Eleanor y yo estábamos visitando a unos amigos un sábado cuando su hija de nueve años, Dana, llegó a casa. Estaba el borde del llanto, apenas podía contenerse.
—Cariño —dijo su madre—, ¿qué ha ocurrido en la competición de natación?
—Me han descalificado —repuso.
Había nadado muy bien en la carrera, pero se había tirado a la piscina una fracción de segundo antes de que sonara el disparo: una salida en falso.
Estábamos en el vestíbulo de su casa, y ella se sentó en el escalón inferior, con la mochila aún en la espalda, mirando al vacío, inexpresiva.
—Cielo —susurró su padre—, hay muchas más competiciones esta temporada. Tendrás más oportunidades para ganar.

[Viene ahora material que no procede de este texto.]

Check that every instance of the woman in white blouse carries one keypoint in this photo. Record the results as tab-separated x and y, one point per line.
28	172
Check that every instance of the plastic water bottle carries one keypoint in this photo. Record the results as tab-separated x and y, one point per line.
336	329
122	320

—Ya verás, el entrenador te ayudará a practicar las salidas antes de la siguiente competición —continuó su madre—, y sabrás exactamente cuándo saltar para no perder ni un segundo y tampoco quedar descalificada. Aprenderás a hacerlo.
Pero nada de lo que decíamos parecía mejorar la situación. Nada cambió su mirada inexpresiva. Nada funcionaba.
Entonces, apareció su abuela Mimi. Le pasó el brazo por encima del hombro y guardó silencio. Al final, la niña apoyó la cabeza en el hombro de su abuela. Después de un rato de silencio, Mimi le besó la cabeza y dijo: “Sé lo mucho que te esfuerzas con esto, cariño. Es triste que te descalifiquen”.
En ese momento, Dana rompió a llorar. Su abuela siguió allí durante varios minutos, rodeándola con el brazo, en silencio.
Y yo pensé: “Todos, ejecutivos y directores de equipo, deberían ver esto”.
Excepto Mimi, ninguno de nosotros supo ver qué necesitaba Dana. Intentamos que se sintiera mejor mostrándole las ventajas del fracaso, poniendo el error en contexto, enseñándole cómo podía sacar una lección de ello y motivándola para que se esforzara más y lo hiciera mejor de forma que no le volviera a ocurrir.
Pero no necesitaba nada de esto. Ya lo sabía. Y si no lo sabía, ya lo comprendería por ella misma. ¿Qué era lo que necesitaba, lo que no se podía dar a sí misma, lo que Mimi entendió y satisfizo?
La empatía.
Normalmente, cuando alguien fracasa, lo culpamos. O tratamos de enseñarle algo, de hacerle sentir mejor. Lo que, paradójicamente, le hace sentir peor. También incita una actitud defensiva, como un acto de autoconservación. (Si no estoy bien después de un fracaso, me las arreglaré para explicármelo de tal forma que no sea mi fracaso).
Nuestras intenciones son buenas. Queremos que esa persona se sienta mejor, que no repita sus errores. Queremos proteger nuestros equipos y organizaciones. Pero el aprendizaje —poder evitar fracasos futuros— solo llega cuando pueden sentirse mejor consigo mismos después de fracasar. Y este sentimiento lo obtienen con la empatía.
Por suerte, expresar empatía es bastante sencillo. Cuando alguien comete un error o se descarrila, solo tienes que escucharle. No le interrumpas, no le des consejos, no le digas que todo se arreglará. Y no temas quedarte en silencio. Limítate a escuchar. Eso es todo.